L’illustration de couverture ne peut qu’attirer l’attention. Effectivement, cet album signé Léo Quievreux ne manque pas d’originalité, tant par son scénario que par son traitement graphique. Il faut savoir que Spécimens prolonge Le programme immersion (2015) et Immersion (2018) dont les illustrations de couvertures étaient déjà dans le même style.
Situé dans un futur proche, Le programme immersion montre plusieurs groupes d’espions et une organisation criminelle se disputer la récupération du prototype de la machine EP1 (Elephant Program One), dérobé par Anna qui opère pour le compte de la NAIA. Le boîtier en question permettrait d’inspecter les souvenirs des agents auxquels on le brancherait (situation finale de l’album) et dévoilerait des champs mentaux inexplorés.
Le second volet
Immersion s’ouvre sur le procès de Per Esperen, membre de l’Agence (en lutte contre la NAIA) et accusé d’avoir utilisé le boîtier EP1 à des fins personnelles. Mais Esperen et son adversaire Le Chauve restent hors de portée de la réalité, prisonniers de l’espace mental issu de la connexion d’Esperen au boîtier. Les dirigeants de l’Agence réalisent que le programme leur échappe complètement. La connexion d’autres agents ne fait qu’apporter davantage de confusion, distorsions, dysfonctionnements, etc. Le programme semble désormais fonctionner dans une logique dévoratrice…
Le troisième volet
Dans Spécimens, une certaine Monica (mère de Stanley et Alexander) se propose d’explorer ce qu’il reste du programme. Étant donné que des signaux ont été observés dernièrement, il semblerait que le broyeur (destiné à détruire toute trace de ce programme devenu incontrôlable) n’ait pas été totalement efficace. Contacté par Monica, le Président de l’Agence lui donne son accord. Dans le même temps, on comprend qu’Alexander (visage impassible, comme s’il portait un masque) est déjà en action, à pister les traces de personnes en contact avec le programme en question. Mais l’intervention de son frère, Stanley, dont le visage apparaît complètement flou, donne à réfléchir. Alexander est en contact (agence d’Essex) avec un groupe qui lui présente les fiches signalétique d’agents impliqués dans le programme. On va jusqu’à lui présenter les « originaux » qui sont au nombre de sept, chacun allongé sur un lit, dans une vaste salle. L’ensemble ne peut que rappeler la salle de la clinique où les victimes des sept boules de cristal sont présentées à Tintin dans une scène que les amateurs connaissent très bien (d’ailleurs, comme chez Hergé, un huitième lit encore vide, reste disponible).
Suite et fin ?
Les péripéties s’enchaînent tout au long des 80 planches, avec pas mal de surprises jusqu’à l’ultime planche où ne figure pas le mot fin, comme s’il fallait attendre un nouveau prolongement à l’ensemble déjà existant.
Un programme à effets déroutants
Autant dire qu’il vaut largement mieux connaître les deux albums précédents pour bien profiter de celui-ci.
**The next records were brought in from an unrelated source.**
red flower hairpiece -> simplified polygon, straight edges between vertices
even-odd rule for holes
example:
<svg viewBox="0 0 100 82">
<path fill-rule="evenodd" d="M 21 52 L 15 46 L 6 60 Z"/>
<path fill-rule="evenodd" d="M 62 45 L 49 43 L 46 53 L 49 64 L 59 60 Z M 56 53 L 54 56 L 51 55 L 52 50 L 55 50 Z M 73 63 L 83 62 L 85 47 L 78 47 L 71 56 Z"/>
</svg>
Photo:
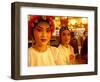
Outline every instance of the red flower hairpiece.
<svg viewBox="0 0 100 82">
<path fill-rule="evenodd" d="M 51 32 L 54 32 L 54 23 L 53 23 L 53 17 L 52 16 L 37 16 L 37 15 L 30 15 L 28 16 L 28 38 L 32 38 L 32 28 L 34 28 L 35 23 L 38 23 L 39 20 L 45 20 L 48 21 L 48 23 L 51 26 Z"/>
</svg>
À vrai dire, il m’est impossible de garantir que l’ensemble soit vraiment clair, tant l’auteur s’ingénie à brouiller les pistes. Ici, bien des planches ne comportent aucun dialogue et d’autres comportent des dialogues en italien (non traduits), ce qui contribue à l’effet général et incite à l’interprétation. Après tout, pourquoi pas, étant donné la volonté de nous introduire dans un univers qui échappe à ce qu’on pourrait appeler la réalité tangible, ce que l’auteur agrémente de décors aux traits géométriques. On comprend néanmoins que la connexion au boîtier implique des conséquences particulières, l’une d’elles étant semble-t-il l’apparition de clones, ce qui évidemment ne simplifie pas la donne.
L’univers de Léo Quievreux
Alors, même si le scénario a de quoi laisser perplexe, on apprécie l’aspect esthétique, avec un noir et blanc de qualité. Outre l’illustration de couverture qui marque par un aspect très géométrique qui retranscrit de manière convaincante l’univers parallèle issu de la connexion avec une machine, l’auteur se montre aussi à l’aise pour faire sentir les effets inattendus de la machine que pour montrer un décor hyper réaliste digne d’un dessinateur particulièrement rigoureux. L’album met donc en lumière la capacité de Léo Quievreux à embarquer son public dans un univers virtuel où il se fait un malin plaisir de brouiller les pistes. De plus, l’aspect esthétique mérite le détour.